Social media is buzzing with a handful of videos featuring a popular, conservative news host interviewing the spokesman of a cattle organization in an effort to “make the American ranch community great again.”
Tomi Lahren, a television host for the cable network TheBlaze, hosted Ranchers-Cattlemen Action Legal Fund, United Stockgrowers of America (R-CALF USA) CEO Bill Bullard on her program to discuss issues important to American beef producers. An initial 15-minute interview netted more than a half million views, while a shorter wrap up called “Final Thoughts with Tomi” has almost 2.6 million views.
The two talked about the increasing market consolidation within the beef industry in the first segment.
“We’re down to about 729,000 producers. Those hundreds of thousands of producers, however, market into one of the most highly concentrated marketing systems in our economy,” Bullard says.

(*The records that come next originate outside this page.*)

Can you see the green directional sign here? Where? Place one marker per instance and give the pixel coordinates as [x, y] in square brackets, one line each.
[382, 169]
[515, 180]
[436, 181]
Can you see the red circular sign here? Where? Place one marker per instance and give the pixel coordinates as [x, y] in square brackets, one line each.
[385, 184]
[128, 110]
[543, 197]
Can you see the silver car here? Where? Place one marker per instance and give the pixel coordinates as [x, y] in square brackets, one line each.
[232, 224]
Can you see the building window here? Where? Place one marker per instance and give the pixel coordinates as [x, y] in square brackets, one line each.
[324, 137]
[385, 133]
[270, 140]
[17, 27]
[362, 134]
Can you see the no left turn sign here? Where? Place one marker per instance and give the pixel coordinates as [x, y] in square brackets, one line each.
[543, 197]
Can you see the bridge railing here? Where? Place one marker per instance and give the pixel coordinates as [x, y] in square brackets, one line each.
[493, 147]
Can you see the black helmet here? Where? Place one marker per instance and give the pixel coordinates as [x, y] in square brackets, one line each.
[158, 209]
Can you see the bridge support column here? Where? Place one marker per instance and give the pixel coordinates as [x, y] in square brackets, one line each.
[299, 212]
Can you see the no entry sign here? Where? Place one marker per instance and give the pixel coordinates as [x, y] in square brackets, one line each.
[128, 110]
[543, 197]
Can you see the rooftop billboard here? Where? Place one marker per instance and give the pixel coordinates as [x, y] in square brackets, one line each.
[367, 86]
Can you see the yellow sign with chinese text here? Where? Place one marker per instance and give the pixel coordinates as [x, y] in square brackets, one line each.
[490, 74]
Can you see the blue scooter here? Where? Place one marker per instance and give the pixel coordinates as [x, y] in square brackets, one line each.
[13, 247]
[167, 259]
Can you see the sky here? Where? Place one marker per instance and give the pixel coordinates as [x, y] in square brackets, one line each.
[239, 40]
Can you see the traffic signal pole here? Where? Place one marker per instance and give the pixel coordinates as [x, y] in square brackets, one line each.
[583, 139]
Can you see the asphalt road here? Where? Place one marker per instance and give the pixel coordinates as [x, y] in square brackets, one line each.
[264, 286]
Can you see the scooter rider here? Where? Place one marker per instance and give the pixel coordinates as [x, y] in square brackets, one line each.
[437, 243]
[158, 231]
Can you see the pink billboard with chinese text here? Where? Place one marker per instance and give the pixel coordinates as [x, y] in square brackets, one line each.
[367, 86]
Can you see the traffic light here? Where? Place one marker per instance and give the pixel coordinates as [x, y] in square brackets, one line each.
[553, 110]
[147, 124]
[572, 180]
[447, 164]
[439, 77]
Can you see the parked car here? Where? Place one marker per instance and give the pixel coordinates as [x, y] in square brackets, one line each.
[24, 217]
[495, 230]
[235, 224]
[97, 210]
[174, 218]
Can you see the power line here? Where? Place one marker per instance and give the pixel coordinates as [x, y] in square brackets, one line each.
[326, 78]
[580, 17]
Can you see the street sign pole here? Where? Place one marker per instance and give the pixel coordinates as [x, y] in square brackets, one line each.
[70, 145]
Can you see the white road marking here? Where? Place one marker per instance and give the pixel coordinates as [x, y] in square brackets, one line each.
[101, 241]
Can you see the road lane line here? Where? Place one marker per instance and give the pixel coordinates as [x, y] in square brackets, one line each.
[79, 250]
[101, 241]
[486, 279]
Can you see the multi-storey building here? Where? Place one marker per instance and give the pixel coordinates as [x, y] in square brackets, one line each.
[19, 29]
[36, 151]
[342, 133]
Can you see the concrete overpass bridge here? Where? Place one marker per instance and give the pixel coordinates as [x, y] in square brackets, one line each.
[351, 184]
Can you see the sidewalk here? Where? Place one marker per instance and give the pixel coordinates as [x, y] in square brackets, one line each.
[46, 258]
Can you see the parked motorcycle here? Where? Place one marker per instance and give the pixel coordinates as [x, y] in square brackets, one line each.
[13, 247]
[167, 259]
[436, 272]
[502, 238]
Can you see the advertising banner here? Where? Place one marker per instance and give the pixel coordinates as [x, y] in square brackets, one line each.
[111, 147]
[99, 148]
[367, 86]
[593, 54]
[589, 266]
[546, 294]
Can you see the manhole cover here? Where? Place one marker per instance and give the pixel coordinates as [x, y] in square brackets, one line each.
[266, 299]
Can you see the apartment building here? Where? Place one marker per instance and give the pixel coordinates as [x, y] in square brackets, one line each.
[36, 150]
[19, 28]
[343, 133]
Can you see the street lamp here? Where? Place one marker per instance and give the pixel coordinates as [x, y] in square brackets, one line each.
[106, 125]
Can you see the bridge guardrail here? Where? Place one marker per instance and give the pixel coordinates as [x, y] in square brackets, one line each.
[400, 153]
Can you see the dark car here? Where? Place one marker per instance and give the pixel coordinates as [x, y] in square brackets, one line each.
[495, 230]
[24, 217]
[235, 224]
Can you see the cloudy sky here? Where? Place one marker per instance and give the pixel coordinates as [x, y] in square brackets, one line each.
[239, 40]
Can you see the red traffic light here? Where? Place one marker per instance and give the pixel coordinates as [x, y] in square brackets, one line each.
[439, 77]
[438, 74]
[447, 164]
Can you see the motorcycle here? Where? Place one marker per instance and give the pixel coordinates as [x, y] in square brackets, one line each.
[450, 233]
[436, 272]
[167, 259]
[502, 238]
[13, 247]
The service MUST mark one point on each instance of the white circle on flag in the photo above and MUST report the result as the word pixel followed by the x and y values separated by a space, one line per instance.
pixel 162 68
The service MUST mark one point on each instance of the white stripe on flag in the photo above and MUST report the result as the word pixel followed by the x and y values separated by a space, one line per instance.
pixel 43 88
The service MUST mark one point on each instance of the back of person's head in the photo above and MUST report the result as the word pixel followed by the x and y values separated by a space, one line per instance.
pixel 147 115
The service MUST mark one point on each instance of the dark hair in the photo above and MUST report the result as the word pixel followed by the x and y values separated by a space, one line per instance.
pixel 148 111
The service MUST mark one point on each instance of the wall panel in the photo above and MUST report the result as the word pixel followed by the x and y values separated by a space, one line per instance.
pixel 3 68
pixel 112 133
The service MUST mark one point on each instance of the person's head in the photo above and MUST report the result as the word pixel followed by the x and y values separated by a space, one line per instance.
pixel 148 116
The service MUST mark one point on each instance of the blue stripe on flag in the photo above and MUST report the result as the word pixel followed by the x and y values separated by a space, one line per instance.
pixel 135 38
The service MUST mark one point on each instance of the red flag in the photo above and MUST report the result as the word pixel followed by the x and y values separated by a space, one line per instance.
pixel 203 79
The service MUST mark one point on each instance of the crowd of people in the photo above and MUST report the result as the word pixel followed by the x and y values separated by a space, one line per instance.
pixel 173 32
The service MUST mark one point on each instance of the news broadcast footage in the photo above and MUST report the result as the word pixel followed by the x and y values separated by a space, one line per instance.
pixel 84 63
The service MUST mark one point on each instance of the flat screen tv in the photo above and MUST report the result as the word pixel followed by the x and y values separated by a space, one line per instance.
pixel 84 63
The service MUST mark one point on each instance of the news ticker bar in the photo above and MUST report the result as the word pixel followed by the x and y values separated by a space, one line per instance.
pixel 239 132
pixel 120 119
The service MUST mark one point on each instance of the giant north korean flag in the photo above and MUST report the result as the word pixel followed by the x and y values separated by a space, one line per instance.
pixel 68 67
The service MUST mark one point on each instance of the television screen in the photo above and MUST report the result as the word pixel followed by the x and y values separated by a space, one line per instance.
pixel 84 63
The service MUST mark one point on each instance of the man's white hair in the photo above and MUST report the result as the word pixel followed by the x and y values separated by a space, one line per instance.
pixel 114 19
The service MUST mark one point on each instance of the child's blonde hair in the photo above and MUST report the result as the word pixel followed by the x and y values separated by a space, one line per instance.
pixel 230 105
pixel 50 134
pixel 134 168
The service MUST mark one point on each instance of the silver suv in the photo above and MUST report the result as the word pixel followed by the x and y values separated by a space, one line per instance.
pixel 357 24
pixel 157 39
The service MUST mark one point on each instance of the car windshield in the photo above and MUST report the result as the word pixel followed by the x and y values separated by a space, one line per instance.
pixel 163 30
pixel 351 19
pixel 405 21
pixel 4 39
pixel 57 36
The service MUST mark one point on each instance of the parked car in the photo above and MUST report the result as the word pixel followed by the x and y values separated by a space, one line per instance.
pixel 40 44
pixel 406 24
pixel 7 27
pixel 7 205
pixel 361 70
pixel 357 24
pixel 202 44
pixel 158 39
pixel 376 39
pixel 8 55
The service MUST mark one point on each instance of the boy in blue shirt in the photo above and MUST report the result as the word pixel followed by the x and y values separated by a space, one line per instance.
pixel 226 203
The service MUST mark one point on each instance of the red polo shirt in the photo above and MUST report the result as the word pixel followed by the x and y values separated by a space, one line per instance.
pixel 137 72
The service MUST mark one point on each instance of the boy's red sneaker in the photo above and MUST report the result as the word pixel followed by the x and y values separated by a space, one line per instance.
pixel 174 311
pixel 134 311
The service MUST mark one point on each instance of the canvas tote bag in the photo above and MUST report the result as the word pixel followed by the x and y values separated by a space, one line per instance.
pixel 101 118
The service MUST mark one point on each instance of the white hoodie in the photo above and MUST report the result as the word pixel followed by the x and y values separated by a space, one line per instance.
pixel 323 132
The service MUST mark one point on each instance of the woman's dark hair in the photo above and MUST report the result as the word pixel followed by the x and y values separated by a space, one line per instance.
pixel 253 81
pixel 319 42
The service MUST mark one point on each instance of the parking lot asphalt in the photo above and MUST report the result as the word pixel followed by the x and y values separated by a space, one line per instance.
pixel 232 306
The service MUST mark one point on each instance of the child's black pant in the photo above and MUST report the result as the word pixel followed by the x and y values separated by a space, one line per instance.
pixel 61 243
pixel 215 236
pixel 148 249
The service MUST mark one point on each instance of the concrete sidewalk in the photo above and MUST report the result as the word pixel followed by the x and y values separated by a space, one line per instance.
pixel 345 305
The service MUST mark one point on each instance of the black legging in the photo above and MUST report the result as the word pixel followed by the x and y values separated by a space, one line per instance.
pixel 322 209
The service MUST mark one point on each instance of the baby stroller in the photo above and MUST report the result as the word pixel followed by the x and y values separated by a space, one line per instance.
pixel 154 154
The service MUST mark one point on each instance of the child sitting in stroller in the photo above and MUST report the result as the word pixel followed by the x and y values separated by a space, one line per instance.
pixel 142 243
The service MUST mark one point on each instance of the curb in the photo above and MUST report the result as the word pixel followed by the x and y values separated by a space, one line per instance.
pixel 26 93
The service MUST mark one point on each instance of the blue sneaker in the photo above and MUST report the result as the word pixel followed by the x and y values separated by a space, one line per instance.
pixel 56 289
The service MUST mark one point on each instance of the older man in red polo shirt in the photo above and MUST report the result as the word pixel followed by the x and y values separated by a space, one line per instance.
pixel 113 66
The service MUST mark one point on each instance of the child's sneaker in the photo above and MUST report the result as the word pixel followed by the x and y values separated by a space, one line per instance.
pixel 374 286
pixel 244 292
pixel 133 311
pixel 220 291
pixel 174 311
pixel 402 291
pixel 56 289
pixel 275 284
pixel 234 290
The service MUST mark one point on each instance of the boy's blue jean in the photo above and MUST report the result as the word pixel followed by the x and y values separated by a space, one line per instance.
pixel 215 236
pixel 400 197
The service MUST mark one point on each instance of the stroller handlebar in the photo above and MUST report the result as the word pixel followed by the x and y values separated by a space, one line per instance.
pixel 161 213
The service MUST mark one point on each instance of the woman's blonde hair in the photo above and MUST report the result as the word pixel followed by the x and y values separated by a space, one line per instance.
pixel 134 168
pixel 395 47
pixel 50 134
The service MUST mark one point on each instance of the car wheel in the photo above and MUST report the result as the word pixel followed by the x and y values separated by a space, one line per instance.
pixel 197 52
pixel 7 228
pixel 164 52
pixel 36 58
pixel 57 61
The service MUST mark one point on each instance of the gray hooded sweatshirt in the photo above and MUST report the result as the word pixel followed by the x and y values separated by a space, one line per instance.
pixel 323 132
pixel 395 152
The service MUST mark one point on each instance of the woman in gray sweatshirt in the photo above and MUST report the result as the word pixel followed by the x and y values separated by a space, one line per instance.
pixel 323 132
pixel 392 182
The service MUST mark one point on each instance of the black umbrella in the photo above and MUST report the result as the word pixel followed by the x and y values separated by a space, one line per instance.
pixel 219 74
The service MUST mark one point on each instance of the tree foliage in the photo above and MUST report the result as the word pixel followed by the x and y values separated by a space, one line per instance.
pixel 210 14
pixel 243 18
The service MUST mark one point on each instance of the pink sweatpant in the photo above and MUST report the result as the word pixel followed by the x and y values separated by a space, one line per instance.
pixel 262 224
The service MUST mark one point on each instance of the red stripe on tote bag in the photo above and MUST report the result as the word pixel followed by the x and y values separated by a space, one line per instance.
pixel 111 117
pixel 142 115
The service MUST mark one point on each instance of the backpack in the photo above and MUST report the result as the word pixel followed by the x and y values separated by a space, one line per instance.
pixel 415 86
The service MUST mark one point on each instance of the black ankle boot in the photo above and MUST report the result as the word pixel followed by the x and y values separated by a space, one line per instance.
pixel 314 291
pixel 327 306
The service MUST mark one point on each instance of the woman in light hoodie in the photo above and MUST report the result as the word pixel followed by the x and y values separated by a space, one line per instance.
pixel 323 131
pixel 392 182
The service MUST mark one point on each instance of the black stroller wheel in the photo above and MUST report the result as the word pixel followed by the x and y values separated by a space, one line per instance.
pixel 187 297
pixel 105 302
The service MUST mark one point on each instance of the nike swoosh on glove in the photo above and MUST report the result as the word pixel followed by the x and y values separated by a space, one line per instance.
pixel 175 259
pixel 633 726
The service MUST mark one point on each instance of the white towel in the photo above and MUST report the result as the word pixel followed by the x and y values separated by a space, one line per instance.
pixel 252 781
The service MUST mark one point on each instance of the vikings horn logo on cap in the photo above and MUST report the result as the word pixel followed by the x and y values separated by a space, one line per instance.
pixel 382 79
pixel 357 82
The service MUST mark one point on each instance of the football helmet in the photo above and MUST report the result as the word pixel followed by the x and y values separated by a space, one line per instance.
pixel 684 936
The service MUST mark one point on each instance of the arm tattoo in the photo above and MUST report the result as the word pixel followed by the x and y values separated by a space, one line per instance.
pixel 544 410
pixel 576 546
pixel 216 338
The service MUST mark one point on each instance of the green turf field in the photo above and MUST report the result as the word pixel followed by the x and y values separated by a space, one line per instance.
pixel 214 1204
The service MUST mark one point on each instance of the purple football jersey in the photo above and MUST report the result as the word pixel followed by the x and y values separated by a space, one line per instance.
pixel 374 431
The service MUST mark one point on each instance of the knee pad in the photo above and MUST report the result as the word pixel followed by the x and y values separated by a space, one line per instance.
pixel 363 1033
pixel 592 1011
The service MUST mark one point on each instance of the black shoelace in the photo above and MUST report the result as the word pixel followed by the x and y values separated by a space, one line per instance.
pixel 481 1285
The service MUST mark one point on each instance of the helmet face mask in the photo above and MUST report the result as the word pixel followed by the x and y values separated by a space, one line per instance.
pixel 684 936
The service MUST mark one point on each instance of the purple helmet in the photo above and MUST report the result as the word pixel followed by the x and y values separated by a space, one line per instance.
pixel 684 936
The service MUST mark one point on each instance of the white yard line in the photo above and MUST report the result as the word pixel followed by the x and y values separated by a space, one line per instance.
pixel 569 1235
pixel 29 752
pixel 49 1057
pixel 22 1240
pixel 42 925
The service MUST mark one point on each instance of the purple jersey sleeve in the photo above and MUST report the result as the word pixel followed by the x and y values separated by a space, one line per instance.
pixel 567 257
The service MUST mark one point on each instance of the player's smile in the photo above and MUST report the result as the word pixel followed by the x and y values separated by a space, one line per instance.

He points out that the “meat cartel” – JBS, Tyson Foods, Cargill and National Beef – controls 85% of the market place.
“Those packers are working to suppress free competition in the industry which is lowering prices below what a competitive market would dictate,” Bullard says.
Bullard alleges this has forced beef producers out of business and those still in the industry lost 60% of the income they were making two years ago.
Lahren jumps on this by saying the meat packers are keeping the little guy down.
“The American cowboy and cattlemen have never had it easy, but these last two years have been brutal. The cost to operate has gone up while the cost of cattle has gone down, a lot,” Lahren says in her “Final Thoughts” video.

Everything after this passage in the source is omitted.